Sören Östergaard, Peter Frödin

Es ist faszinierend, wie wandlungsfähig die beiden Comedians bei ihren Auftritten sind. Charaktere werden zwischen den einzelnen Auftritten ebenso schnell gewechselt wie Kostüme und Perücken. Zumeist reichen schon Äußeres, Gestik und Mimik, um größere Heiterkeit zu erzeugen. Der Wortwitz bleibt natürlich auf der Strecke, wenn man des Dänischen nicht mächtig ist. Herrlich ist beispielsweise die Persiflage auf einen Messerwerfer und seine Partnerin. Frödin gibt den alternden Cowboy, der mit seinen zitternden Händen die Messer bedrohlich wackelnd hält, während Östergaard sich als abgetakelte Squaw todesmutig ans Brett stellt. Die zugehörigen Erläuterungen und Posen sind zum Brüllen. Grandios gefallen hat uns ebenfalls der tschechische Puppenspieler, der zunächst (in Englisch) sehr einfühlsam und pädagogisch wertvoll parliert. Als sich dann, dank eines Patzers vom Orchesterpodium, die Fäden seiner Marionetten verheddern, wird er zum fluchenden Rohrspatz, aus dessen Munde des Öfteren das F-Wort zu hören ist.

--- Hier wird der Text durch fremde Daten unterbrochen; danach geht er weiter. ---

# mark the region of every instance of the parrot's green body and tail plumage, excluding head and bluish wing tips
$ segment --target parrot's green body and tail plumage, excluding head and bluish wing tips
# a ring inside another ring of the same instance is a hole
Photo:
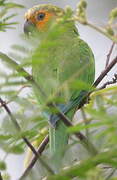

Sören Östergaard, Peter Frödin

Ein von den den beiden gern aufgegriffenes Thema ist das der Magie. Ob kleine Tricks oder Großillusionen, nichts ist vor den beiden Comedians sicher. Die Kostüme sind auch hier immer wieder sehr exzentrisch, der Mut zur Hässlichkeit nicht zu übersehen. Dank der Professionalität der Akteure gerät es aber nie wirklich peinlich. Da wird um das Verschwinden von Stoffblumen ein ebensolches Brimborium veranstaltet wie um große Kistenillusionen. Originell ist ebenfalls die kurze Einlage, bei dem ein lebensgroßes weißes Kaninchen einen Magier aus dem Hut zaubert. Weitere Mitspieler sind unter anderem ein Zebra und ein Pony aus dem Bestand des Cirkus Arena.


Konstantin Mouraviev, Ingo Stiebner, Dany Daniels

Was den artistischen Part angeht, so sind durchweg bekannte Namen anzutreffen. Die Rhönrad-Nummer von Konstantin Mouraviev wirkt auf der kleinen Bühne ganz besonders, reicht der Raum doch gerade so aus, um alle seine Tricks arbeiten zu können. Einfacher hat es da schon Dany Daniels, der seine Bretter und Rollen auf der von ihm gewohnten Plattform stapeln kann. Seine Balancen sind aber nichtsdestotrotz sehr riskant und äußerst sehenswert. Für große Verblüffung sorgt das Duo Minasov mit seinen Kostümillusionen, die im kleinen Rahmen nochmal ganz anders wirken als etwa im deutlich größeren Chapiteau des Circus Roncalli. Victor Minasov zeigt zudem seinen wilden Tanz mit einem riesigen Ballon. Ingo Stiebner hat es auch mit neuen Tieren geschafft, seinen Stil beizubehalten. Während die beiden Seelöwen auf Kommando (fast) gar nichts machen, zeigen sie ihre Tricks umso eifriger hinter dem Rücken ihres Tierlehrers. Herrlich!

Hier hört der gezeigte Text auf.